Yes, fermented pickles are really delicious, but they are also loaded with living microorganisms that convert sugars into lactic acid that preserve food and boost their benefits.  Fermented foods are easier to digest,  are loaded with enzymes that help make nutrients more bio-available, and help support the beneficial bacteria in our digestive tracts.  As we repeatedly note, our bodies are mostly microorganisms so for maximum health, we do best by incorporating as many beneficial organisms into our diets as possible.

 The opposite of living pickles are those made with vinegar.  Some go even further and require cooking too – so there’s pretty much no chance any actual fermenting is going to happen.  Of course, if you really like vinegar pickles, no worries.  Eat and enjoy as we all need an indulgence sometime and eating for the deliciousness of it is fine by us.  Who are we to criticize, anyway, we who definitely eat dead food like potato chips?!

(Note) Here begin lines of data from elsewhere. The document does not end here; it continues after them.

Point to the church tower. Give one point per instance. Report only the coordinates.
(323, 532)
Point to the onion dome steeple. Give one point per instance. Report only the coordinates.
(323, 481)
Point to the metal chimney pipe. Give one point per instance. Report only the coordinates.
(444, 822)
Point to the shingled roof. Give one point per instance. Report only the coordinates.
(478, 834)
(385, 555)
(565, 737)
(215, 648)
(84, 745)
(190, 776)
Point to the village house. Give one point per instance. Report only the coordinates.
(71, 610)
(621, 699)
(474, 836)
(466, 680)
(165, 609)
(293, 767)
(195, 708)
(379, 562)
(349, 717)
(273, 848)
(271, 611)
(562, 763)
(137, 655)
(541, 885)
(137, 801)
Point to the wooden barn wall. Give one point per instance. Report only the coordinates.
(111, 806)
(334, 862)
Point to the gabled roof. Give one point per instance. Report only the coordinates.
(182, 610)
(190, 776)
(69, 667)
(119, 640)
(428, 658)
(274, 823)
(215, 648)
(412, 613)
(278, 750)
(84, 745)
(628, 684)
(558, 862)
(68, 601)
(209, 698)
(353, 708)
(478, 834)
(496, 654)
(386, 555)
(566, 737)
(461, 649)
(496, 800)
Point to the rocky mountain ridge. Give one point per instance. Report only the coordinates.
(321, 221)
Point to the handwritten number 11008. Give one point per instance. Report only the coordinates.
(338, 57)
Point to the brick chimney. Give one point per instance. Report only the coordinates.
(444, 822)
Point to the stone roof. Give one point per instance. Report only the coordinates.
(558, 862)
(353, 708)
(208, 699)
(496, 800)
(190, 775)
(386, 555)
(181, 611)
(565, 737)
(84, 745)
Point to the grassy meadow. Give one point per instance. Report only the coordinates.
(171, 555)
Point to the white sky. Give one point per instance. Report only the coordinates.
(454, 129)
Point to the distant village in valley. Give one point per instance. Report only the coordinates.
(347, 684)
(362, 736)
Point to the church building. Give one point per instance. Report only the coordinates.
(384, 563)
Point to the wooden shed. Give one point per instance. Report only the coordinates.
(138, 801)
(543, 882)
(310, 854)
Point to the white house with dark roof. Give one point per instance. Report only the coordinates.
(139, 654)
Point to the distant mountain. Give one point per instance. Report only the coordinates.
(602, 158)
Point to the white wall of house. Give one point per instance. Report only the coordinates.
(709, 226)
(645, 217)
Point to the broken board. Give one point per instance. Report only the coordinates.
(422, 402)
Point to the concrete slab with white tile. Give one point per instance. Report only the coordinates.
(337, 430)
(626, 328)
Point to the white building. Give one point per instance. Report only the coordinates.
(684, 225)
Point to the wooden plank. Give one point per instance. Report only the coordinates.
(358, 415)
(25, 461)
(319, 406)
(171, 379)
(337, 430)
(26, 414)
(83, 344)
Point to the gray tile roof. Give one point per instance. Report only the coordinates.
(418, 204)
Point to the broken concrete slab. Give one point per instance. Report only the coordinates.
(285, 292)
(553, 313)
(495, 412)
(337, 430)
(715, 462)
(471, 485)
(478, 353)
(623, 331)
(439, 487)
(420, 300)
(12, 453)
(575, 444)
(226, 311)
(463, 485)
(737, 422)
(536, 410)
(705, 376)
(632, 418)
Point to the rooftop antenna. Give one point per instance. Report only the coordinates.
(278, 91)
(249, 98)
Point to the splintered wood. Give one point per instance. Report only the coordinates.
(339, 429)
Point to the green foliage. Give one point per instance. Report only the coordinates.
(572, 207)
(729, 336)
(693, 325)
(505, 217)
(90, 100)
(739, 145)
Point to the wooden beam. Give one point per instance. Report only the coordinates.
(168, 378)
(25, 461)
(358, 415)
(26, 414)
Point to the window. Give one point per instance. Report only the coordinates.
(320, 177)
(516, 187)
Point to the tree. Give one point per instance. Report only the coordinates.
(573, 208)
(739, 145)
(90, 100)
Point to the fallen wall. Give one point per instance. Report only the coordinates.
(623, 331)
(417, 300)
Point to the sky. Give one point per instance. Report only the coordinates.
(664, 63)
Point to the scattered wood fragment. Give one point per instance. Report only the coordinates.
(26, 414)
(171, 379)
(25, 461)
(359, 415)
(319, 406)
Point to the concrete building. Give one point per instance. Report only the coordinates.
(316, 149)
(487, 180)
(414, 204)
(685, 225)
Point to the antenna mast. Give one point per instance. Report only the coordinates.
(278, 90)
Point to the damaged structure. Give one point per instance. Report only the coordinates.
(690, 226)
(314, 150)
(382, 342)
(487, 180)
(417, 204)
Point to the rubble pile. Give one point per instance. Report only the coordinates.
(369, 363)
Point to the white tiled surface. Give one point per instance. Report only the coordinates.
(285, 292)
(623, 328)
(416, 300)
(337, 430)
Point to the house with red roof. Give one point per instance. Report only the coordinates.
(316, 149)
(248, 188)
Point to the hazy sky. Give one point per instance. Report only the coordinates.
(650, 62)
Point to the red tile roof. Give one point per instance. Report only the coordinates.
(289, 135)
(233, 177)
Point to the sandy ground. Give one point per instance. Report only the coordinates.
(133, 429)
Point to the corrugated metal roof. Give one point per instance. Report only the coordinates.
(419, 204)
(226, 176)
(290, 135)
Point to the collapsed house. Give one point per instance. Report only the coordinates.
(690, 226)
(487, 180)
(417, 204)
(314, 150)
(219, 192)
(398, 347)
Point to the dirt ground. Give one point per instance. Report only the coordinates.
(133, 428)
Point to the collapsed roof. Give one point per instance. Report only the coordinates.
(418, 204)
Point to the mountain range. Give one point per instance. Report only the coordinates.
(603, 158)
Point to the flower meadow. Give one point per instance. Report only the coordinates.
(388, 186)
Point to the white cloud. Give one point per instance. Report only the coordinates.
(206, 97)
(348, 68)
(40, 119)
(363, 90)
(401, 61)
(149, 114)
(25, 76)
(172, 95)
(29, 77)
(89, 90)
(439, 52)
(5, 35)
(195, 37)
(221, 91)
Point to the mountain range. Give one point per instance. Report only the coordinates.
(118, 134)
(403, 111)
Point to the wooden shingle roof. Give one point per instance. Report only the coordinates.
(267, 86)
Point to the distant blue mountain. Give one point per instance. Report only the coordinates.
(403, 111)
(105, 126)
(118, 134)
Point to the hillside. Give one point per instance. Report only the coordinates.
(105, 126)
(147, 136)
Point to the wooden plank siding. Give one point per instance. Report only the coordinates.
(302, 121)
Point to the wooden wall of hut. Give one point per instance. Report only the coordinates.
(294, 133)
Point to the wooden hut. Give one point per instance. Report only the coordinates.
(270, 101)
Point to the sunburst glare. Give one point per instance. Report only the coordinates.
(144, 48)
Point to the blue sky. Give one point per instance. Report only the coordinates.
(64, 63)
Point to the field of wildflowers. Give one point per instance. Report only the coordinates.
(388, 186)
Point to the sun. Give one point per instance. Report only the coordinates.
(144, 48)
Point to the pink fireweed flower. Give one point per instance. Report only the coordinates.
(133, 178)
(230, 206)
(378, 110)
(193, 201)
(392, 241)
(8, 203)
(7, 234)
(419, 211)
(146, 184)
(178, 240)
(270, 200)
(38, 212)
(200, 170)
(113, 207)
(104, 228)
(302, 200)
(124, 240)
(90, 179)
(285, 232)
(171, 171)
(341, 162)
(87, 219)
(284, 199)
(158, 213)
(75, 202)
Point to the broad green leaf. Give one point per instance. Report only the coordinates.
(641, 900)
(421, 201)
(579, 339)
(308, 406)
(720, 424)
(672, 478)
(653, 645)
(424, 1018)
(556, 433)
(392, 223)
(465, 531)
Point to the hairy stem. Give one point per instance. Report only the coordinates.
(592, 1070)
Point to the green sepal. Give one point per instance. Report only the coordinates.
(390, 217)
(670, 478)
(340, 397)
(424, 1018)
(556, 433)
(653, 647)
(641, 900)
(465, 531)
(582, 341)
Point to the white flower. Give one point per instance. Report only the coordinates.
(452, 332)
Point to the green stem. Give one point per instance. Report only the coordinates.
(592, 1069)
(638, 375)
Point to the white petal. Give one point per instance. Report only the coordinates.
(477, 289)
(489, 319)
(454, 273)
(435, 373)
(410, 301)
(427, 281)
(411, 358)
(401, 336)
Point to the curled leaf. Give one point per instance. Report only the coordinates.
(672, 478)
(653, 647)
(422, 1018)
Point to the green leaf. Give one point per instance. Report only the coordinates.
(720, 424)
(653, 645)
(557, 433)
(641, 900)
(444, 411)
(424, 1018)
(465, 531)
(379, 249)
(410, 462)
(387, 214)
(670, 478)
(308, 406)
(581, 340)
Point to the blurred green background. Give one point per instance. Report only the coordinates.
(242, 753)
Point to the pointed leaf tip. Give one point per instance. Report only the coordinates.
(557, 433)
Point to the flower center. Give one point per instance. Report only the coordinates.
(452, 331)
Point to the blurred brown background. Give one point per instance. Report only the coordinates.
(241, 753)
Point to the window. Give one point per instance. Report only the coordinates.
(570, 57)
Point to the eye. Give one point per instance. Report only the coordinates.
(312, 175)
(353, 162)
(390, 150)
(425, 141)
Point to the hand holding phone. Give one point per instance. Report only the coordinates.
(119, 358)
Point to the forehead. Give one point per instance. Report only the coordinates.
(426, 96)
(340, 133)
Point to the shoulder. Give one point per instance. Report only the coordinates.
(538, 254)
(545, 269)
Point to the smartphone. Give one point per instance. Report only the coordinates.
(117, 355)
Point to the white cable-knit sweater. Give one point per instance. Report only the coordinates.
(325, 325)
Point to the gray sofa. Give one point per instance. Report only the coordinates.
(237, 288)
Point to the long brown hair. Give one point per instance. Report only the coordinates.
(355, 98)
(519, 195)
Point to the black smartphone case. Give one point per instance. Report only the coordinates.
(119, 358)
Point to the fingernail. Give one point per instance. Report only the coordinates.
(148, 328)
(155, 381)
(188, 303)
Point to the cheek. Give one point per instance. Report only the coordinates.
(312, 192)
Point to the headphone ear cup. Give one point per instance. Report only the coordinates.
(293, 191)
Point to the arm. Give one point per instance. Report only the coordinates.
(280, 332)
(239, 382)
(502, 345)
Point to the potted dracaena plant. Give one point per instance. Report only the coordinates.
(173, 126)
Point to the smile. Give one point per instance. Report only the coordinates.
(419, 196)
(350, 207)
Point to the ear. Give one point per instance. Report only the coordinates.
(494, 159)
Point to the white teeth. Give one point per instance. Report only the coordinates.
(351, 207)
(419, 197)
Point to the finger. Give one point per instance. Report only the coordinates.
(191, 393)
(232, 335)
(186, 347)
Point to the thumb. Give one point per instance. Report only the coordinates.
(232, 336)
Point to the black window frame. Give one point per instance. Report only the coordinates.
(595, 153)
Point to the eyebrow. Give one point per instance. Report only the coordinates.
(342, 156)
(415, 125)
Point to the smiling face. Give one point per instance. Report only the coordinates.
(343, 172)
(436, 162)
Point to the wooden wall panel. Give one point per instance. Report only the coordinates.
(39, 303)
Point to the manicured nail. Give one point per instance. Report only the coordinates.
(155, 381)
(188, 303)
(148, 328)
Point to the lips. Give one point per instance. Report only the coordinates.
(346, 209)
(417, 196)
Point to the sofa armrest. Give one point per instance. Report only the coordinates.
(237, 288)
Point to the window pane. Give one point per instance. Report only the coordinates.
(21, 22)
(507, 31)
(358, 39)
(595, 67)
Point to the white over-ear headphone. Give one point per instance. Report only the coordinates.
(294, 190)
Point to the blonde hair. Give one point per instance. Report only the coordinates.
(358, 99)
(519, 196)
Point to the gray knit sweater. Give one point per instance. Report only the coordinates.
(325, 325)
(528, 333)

Pickles Cartoon - Cooked Through

Not Much Survives Vinegar and Cooking

But, if you’re just a hapless newbie looking to put up some pickles in the season of abundance, we say go for life and make yourself some living pickles.  Recipe here:

Start of PicklingHere’s a few additional tips for pickle success:

Use the freshest cucumbers you can find.

Soak your cucumbers in ice cold water at least an hour before you make them.  It will help firm up cucumbers no matter what their stage.

Add some grape or oak leaves (cherry is supposedly also good but we’ve never tried).

Check your pickles daily and place in jars when the smaller ones are at the stage you like since the larger ones will continue to ferment, even in the refrigerator.

Don’t be scared by pickle scum – that means the lacto-fermentation is working.  Just skim it off daily and enjoy!